There are a few important lessons that learnt from this session or experiment.

1. FOCUS: This is what is going to make of break the photographs. Since we are photographing very tiny objects and that too very close from the subject, it is important that the focus is accurate. Even if it a 1mm error, it is going to show up really big in the photo.

2. TRIPOD: It is very important to use a tripod. Photographing hand held will not be a good idea, since as seen in the previous point, even a 1mm shake can cause the photo to go haywire. If you observe the photographs above closely, not all the photos are in sharp focus. This is because everything was shot hand held.

3. APERTURE: Most of the time we might have to use a narrow aperture. Depending on the lens the DOF may vary. We need good depth in the photo so we cover the entire intended subject. The SPIDER photo  is a classic example of what can go wrong if shot with a wide aperture. Only the head and the front legs are in focus and body and hind legs are not in focus. So we need to narrow down the aperture which also means that the shutter speed should be reduced to get enough light (depending on the light conditions). This again implies the need of a tripod.

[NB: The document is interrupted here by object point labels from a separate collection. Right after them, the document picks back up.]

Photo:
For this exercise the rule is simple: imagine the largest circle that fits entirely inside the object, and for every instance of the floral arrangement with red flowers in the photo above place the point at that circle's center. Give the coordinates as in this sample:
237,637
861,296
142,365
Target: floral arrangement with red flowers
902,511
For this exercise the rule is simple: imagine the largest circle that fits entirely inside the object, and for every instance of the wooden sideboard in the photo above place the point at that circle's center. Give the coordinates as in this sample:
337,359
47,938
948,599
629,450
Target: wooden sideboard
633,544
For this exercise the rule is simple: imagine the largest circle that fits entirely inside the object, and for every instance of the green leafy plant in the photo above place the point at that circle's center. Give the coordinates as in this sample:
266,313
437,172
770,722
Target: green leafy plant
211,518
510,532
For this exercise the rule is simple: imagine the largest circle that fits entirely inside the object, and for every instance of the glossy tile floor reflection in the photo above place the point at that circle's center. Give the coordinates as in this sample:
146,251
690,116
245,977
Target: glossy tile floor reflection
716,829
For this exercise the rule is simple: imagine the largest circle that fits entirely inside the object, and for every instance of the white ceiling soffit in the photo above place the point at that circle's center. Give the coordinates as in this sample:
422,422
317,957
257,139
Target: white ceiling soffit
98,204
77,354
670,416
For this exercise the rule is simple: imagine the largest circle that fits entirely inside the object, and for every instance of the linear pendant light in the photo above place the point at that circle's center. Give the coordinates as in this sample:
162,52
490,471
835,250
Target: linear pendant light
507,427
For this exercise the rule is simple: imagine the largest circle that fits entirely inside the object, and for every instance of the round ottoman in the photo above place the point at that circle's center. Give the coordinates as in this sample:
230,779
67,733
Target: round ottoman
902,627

4. LENS: This is the most important (IMO). It is always the best to have a good macro lens, if you are really serious about macro photography. That coupled with an extension tube can produce great results. Having a macro ring in front of the lens can be a make-shift option, but we will have to be mindful about the loss in quality.

5. FLASH: A macro ring can be quite handy when the lighting is low. This will also give give you the benefit of having a faster shutter speed. When shooting with a wide open aperture, sometimes, part of the subject might go out of focus. This means we would have to reduce the aperture to even f/11 or lesser. In these cases a macro lens can ensure enough light on the subject irrespective of the low aperture.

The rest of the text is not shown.